Surprisingly for such a small sensor, the X10 handles difficult light really well and the dynamic range appears to be better than I would have imagined. I also mentioned the exposure comp dial and it works seamlessly with the rear screen to allow you to see the result of your adjustments. This isn’t unique to the X10 of course but is an extremely useful aspect of electronic screens and viewfinders. I used to use a Nikon D3 for just about everything I shot and I picked it up recently and was shocked at how stone age it felt with the DSLR mirror slap and noisy shutter.
I don’t use it often but, as many reviewers have pointed out, the Fuji cameras are really classy when it comes to balancing light when you use the in cam flash. Take the above shot for example which was just completely impossible without a little help form the pop up flash on the X10. I think you can see how very bright it was behind the couple but the flash dealt with it very nicely indeed.

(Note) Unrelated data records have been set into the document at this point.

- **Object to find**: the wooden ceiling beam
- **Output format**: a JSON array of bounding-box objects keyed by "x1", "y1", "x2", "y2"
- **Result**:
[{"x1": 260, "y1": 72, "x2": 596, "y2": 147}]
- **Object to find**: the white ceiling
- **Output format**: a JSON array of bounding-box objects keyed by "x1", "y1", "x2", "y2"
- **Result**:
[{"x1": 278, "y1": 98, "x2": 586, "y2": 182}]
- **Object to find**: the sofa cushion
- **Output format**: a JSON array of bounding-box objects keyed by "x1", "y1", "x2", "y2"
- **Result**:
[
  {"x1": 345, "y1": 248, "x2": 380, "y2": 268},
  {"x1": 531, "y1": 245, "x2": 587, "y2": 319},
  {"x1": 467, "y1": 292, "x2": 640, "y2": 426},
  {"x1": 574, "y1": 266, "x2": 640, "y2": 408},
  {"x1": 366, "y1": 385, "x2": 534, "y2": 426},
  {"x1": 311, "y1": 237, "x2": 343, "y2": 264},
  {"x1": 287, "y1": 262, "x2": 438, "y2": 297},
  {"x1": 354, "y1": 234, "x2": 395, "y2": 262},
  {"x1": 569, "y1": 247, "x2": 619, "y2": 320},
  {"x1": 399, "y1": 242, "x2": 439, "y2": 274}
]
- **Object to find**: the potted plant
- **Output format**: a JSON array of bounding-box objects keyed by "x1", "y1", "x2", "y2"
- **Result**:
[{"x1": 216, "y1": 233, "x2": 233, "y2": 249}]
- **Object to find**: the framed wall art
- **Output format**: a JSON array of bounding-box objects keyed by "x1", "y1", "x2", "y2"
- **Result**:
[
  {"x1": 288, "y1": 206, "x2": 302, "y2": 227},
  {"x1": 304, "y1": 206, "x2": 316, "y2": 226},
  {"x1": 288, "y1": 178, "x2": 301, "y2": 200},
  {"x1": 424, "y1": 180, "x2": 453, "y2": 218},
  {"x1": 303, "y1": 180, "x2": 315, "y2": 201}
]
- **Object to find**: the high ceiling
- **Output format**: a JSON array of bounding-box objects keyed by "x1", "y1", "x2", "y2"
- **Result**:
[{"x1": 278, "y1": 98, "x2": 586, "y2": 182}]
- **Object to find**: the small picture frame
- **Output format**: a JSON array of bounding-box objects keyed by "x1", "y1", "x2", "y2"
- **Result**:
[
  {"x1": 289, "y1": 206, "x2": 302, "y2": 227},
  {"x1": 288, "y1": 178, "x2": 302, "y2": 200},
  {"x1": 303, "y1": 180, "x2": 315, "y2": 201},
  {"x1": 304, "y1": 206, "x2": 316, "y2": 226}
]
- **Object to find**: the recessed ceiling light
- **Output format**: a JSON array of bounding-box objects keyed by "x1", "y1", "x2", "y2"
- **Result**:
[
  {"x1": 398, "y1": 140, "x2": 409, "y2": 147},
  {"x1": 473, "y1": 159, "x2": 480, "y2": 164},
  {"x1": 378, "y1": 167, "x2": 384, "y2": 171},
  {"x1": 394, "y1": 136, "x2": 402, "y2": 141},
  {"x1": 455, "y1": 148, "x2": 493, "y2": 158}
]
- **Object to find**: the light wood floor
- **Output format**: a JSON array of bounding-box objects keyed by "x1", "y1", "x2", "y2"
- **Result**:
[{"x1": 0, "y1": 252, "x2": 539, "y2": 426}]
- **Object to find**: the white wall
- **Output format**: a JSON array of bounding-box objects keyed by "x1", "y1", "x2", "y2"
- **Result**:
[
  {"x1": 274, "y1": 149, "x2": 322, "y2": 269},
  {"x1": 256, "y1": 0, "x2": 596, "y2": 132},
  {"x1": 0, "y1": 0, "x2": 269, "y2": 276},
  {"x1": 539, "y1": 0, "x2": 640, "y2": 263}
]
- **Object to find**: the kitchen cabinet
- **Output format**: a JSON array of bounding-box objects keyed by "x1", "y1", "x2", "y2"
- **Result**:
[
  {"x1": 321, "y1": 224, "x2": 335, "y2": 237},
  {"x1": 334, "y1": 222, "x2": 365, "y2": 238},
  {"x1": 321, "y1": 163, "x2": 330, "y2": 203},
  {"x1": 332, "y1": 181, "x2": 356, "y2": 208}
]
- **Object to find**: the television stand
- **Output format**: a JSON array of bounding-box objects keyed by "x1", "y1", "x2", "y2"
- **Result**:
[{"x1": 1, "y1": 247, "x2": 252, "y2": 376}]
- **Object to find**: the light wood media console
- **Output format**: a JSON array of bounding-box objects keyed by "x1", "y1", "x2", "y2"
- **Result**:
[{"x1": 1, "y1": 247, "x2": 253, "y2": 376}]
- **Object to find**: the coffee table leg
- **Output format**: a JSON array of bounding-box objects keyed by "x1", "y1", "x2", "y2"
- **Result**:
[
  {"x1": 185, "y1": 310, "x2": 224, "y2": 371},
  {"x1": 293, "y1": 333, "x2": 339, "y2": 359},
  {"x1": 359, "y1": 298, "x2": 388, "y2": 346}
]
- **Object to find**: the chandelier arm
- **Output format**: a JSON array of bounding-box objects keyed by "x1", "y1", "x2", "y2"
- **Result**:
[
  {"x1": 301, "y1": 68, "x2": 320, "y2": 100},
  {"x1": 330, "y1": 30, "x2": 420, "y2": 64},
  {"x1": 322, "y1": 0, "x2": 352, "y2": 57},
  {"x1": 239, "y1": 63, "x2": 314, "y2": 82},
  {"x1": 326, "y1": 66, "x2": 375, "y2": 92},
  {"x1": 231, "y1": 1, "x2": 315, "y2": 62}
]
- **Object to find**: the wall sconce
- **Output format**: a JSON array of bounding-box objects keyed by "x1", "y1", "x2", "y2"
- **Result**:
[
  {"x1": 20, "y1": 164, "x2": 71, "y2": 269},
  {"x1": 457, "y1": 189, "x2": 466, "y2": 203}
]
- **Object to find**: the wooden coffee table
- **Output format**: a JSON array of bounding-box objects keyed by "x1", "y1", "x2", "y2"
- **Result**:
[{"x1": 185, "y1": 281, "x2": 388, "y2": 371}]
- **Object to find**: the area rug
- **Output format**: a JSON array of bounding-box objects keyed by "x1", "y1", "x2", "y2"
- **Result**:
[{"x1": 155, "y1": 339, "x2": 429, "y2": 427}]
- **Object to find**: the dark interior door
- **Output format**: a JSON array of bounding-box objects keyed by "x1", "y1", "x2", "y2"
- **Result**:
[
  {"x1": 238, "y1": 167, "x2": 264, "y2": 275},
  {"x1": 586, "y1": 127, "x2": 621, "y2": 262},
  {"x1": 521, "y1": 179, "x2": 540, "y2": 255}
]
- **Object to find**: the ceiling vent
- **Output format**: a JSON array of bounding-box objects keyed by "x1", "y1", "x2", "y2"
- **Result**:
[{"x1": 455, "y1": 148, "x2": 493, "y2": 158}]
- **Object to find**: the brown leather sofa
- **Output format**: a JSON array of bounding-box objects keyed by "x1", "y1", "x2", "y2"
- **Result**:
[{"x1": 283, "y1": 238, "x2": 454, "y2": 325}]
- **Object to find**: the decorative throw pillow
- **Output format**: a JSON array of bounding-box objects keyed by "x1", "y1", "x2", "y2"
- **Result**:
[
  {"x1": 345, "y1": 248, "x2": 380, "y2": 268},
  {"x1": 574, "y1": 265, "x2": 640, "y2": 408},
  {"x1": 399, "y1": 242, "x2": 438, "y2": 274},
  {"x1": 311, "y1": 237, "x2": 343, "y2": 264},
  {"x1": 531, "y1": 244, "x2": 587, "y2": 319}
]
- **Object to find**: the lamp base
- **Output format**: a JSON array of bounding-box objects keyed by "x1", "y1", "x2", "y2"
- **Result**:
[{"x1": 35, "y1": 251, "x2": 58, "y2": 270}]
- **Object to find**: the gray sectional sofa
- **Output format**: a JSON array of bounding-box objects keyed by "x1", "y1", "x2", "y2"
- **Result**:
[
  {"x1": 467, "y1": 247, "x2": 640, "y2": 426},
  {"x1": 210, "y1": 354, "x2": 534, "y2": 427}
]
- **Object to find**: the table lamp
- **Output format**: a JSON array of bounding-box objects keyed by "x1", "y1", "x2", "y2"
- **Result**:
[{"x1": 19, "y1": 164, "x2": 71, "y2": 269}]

One of the other criticisms of the X10 was of the optical viewfinder and its slightly narrow view and lack of any shooting information. For me I have found that I mainly prefer to use the screen to compose and that allows me to ‘grab’ shots like the one above where I see something that is going to change very quickly but I can lift the camera to above eye height, frame and shoot very quickly. It’s almost like using a giant rangefinder where you have complete visibility of everything around you but can frame what you want. The criticism of the VF is I think pretty fair but it’s not at all unusable and you quickly learn to trust the focus if you leave the focus point on centre and recompose so for me it’s no big deal. There is a somewhat strange effect here that I noticed in myself though and that is that I seem to adapt to the camera rather than have a totally fixed personal style. Let me try to explain, I also have and often use a Fuji X100 (another loved cam) but I very seldom use the rear screen and almost always use the viewfinder because it works so well. With the X10, whether its to do with size or whatever, I find that I use the viewfinder less and shoot maybe 75% of shots with the screen and I am entirely comfortable with this.
A final comment on the usability of the X10. Most of you will have noticed by now that I have shot all of these in a 1:1 or square crop. This is something that I struggle to be able to explain and it doesn’t always work as you lose the narrative effect that comes with 3:2 however, somehow I find that I can get nice tight expressive framing with it and I find that it defines the main subjects better for the way I have been shooting. With the X10, like many other cameras, it’s so easy to set the camera to square and compose that way on the screen safe in the knowledge that you will have a 3:2 RAW file if you get it wrong. In terms of shooting approach then, I set the camera on square, RAW + Fine jpg and the B&W film effect with a yellow filter. This wont work for everyone but it certainly produces the results that I am looking for and gives me the RAW insurance policy if I need to re-crop.